The digital smartening of manufacturing has provided new tools for companies to advance their drive toward “pull,” where you make goods based on actual orders and current events and data instead of hit-or-miss forecasts. This has led to what is being called “smart pull,” where a digital collaboration platform capitalizes on big-data synergies—from domains like point-of-sale (POS) data feeds, social media consumer sentiment streams and manufacturing execution and intelligence systems—to help you calibrate production in closer proportion to actual demand.

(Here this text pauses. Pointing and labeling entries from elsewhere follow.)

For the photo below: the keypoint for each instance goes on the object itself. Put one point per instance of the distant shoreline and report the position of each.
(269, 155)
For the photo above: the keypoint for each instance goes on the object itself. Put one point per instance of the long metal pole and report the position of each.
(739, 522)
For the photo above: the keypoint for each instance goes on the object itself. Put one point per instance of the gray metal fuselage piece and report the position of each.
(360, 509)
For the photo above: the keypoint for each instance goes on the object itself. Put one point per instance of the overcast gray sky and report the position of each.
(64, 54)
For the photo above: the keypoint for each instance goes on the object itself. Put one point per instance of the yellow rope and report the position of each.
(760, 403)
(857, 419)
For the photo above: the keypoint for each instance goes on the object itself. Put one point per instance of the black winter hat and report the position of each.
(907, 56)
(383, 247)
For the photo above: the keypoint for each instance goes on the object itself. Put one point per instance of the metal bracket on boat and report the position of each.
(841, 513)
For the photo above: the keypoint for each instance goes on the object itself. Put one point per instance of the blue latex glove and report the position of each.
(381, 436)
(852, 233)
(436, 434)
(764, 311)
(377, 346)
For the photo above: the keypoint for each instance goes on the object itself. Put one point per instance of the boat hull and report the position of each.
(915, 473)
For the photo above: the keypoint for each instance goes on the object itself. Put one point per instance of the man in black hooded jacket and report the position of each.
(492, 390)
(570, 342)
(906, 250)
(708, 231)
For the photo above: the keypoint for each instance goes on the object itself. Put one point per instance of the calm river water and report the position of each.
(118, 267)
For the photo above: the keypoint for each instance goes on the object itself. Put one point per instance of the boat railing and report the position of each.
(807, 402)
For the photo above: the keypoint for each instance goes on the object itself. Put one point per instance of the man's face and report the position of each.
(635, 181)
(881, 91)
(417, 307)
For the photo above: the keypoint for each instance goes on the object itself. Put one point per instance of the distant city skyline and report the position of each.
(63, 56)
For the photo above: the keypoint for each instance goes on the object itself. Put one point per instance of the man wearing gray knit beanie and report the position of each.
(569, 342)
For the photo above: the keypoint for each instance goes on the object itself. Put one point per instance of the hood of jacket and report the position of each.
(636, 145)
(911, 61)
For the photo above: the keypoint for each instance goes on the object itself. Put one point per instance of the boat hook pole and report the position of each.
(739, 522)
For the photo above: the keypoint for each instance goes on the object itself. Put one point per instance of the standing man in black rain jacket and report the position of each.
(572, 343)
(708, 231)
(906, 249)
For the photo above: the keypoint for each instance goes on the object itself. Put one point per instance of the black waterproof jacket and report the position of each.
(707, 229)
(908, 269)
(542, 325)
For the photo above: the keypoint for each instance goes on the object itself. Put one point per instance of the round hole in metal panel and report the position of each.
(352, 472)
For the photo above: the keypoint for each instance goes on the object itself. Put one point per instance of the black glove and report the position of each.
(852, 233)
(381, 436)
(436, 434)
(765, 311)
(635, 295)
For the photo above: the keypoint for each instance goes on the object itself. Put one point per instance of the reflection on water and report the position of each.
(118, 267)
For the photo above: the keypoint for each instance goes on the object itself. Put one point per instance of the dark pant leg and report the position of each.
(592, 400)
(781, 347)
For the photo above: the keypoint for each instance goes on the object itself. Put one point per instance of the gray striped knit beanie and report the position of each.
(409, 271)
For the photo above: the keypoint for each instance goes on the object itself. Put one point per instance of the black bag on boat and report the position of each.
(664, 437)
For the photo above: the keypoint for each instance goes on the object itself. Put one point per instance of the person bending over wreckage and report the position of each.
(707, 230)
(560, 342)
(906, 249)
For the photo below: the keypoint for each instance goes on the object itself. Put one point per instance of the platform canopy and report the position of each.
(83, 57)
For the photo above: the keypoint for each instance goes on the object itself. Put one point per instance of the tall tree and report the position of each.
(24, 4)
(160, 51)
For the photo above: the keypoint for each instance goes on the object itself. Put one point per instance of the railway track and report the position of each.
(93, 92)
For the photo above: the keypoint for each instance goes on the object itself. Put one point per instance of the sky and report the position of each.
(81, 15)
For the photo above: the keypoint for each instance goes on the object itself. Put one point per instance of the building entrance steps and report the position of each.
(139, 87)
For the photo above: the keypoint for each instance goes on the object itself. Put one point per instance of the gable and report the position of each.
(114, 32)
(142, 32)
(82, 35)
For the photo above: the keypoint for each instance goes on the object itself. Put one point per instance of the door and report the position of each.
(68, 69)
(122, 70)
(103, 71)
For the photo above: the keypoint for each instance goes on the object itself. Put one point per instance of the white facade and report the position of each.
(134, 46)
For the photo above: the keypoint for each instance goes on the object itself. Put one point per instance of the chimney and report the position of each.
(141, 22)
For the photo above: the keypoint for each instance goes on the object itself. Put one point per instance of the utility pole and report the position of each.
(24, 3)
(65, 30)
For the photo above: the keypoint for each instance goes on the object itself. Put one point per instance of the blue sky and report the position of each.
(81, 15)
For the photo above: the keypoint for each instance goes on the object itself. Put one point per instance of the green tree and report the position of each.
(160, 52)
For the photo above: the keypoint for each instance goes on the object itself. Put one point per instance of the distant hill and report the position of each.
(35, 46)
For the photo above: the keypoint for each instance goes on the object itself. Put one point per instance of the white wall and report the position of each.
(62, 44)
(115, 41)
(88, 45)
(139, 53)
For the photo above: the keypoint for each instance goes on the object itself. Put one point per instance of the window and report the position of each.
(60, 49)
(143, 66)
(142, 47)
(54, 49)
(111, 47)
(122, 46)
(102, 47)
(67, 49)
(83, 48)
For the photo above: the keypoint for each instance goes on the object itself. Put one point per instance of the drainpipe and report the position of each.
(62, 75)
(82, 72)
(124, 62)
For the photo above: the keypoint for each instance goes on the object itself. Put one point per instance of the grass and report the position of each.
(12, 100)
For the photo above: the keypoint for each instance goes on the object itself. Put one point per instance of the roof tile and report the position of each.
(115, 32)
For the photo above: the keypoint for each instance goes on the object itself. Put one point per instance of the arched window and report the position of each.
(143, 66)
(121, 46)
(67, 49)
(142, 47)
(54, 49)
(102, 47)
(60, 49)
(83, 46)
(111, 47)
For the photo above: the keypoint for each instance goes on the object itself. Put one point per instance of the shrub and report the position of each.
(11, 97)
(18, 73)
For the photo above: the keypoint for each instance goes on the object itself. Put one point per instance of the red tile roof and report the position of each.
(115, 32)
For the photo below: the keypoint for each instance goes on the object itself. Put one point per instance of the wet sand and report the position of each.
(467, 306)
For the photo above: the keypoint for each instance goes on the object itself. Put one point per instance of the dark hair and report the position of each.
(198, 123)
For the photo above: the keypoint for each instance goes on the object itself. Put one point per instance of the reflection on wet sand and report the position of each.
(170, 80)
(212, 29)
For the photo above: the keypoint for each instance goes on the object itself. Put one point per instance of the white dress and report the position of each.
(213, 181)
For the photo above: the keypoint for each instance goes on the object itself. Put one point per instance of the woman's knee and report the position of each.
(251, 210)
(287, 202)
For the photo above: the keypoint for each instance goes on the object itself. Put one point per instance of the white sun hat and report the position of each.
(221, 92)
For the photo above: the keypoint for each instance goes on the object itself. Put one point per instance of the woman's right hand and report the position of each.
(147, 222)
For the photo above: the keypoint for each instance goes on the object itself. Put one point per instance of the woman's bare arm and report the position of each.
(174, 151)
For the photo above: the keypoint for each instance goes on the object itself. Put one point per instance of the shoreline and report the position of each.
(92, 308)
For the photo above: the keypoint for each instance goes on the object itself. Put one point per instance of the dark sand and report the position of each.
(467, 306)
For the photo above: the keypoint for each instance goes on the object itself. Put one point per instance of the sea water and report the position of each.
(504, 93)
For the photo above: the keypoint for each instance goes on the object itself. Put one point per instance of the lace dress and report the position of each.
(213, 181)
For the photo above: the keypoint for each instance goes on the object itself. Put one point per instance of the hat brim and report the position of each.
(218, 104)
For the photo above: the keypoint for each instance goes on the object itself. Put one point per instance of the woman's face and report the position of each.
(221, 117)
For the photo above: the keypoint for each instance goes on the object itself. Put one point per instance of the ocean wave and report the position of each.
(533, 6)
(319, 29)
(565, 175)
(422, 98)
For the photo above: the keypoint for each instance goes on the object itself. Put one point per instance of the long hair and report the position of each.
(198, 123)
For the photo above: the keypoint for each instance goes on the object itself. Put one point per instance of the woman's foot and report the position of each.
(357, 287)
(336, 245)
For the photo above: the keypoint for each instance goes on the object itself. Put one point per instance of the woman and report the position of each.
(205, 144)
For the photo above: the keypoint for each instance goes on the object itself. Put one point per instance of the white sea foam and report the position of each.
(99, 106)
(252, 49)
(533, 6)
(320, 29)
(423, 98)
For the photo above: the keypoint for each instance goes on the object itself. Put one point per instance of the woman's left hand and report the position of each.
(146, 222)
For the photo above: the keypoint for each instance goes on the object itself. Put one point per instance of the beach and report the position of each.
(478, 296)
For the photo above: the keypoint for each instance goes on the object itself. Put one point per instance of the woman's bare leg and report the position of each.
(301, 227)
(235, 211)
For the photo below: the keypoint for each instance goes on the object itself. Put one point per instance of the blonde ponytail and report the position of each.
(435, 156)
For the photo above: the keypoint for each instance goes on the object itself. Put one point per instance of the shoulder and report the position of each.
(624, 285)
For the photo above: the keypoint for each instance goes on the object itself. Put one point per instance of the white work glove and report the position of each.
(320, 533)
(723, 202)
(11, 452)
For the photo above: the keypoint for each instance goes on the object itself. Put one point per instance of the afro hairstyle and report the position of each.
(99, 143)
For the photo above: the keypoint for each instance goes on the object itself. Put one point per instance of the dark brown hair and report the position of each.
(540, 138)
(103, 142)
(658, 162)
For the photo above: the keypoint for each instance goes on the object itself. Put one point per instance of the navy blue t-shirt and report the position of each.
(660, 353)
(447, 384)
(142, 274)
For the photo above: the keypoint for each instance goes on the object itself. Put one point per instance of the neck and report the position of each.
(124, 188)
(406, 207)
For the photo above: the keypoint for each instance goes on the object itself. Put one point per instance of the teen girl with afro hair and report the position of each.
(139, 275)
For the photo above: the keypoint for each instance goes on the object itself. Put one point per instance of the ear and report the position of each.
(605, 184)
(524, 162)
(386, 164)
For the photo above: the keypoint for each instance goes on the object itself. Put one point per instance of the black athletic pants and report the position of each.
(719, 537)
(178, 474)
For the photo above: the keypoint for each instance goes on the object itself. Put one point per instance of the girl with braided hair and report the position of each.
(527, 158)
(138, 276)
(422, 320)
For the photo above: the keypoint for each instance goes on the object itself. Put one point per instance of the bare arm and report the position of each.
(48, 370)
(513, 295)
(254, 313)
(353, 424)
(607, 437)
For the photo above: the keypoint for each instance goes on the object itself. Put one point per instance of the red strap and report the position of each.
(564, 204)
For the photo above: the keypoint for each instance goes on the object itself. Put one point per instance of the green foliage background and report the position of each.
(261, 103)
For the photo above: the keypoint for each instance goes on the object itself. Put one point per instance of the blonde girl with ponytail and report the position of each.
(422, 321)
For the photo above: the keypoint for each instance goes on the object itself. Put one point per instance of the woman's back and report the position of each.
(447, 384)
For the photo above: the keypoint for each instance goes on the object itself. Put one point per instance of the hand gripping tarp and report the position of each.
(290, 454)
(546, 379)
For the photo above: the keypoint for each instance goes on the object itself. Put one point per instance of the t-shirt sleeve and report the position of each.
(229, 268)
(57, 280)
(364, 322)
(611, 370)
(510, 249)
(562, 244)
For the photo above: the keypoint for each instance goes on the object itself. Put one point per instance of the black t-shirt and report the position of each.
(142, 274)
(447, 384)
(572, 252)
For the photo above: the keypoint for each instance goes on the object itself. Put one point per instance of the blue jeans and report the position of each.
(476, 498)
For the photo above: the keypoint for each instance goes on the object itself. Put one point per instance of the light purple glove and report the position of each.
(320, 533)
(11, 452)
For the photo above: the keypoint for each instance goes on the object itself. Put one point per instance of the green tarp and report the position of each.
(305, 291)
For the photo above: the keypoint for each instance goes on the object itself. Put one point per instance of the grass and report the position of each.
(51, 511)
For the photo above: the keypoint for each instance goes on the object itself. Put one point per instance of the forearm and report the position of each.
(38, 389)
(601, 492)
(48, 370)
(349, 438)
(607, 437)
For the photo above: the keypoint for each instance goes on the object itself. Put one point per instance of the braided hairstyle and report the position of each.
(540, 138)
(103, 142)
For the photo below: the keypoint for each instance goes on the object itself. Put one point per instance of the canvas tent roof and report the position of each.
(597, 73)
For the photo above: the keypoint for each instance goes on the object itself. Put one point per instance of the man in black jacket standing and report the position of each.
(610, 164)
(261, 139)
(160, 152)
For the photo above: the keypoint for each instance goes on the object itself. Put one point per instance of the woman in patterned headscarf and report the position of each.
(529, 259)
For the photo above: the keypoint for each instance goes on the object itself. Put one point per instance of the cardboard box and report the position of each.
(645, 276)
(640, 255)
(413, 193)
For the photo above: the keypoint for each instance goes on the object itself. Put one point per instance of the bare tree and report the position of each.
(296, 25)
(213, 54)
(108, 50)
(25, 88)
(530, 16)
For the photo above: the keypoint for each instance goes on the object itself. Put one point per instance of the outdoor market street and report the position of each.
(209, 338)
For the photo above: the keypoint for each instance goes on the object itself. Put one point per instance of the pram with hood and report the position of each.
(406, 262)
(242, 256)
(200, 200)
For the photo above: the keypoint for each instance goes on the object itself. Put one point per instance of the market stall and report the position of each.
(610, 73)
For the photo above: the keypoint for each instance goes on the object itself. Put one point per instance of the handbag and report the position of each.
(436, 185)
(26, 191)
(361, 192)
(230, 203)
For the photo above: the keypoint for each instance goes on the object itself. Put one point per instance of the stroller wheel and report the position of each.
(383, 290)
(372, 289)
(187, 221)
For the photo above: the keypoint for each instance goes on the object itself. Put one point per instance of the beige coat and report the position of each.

It might sound like ancient history to some, but there was a time not that long ago when companies routinely built things and then “pushed” them toward buyers. They did their due diligence, of course, trying to ascertain beforehand if there was a market for their wares. But the market was largely “radio silent”—hard to fathom, and slow to give up its secrets.
The digital age has put that into the dustbin of history. Advanced sales and operations planning apps run frequent iterations to stay current with demand data. Sales data, both historical and timely, is accessible from enterprise databases and live flows of POS updates and social media sentiment. The marketplace is essentially hooked to an electrocardiogram, signaling continuously across a fog of pervasive computing so that any manufacturer with a modicum of data science smarts can see what’s selling where, in what volumes and at what velocity.
That’s the smart in pull—the market revealing its innermost secrets to “pull” a manufacturing “push.” Digital manufacturing is then more than up to the task. Manufacturing execution systems can quickly adjust the extant production plan, factoring in capacity and work-in-process to issue production signals and work instructions and execute to the live demand pointers.
Manufacturing intelligence systems further up the game, giving companies visibility into things like cycle times, scrap and rework totals, facility utilization, out-of-tolerance quality issues and conformance to schedule. This means digital manufacturers are not only producing to the pull signals—they are fine-tuning their push response to operate more efficiently and profitably.
Of course, demand and inventory never attain a 1:1 ratio. No one gets it completely right—as good as today’s puzzle-solving supply chain planning and optimization systems have become (and they are crucial to pull strategy). You may not like to see stock loafing around the warehouse, but you have to buffer goods, to satisfy demand hot spots that can’t be served fast enough through ramped-up production.
Pull is dependent on more than market signals and manufacturing adaptability. Partners across a multi-echelon supply chain must be similarly equipped with the ability to receive signals to stage lead times and production in sync with the final goods producer. That’d be pretty much enlightenment: everything aligned, such that pull and push become one.
Not going to happen, you’re thinking. But you’ve got a better shot at it when you have a collaboration platform in the cloud that your partners can access for their pull cues.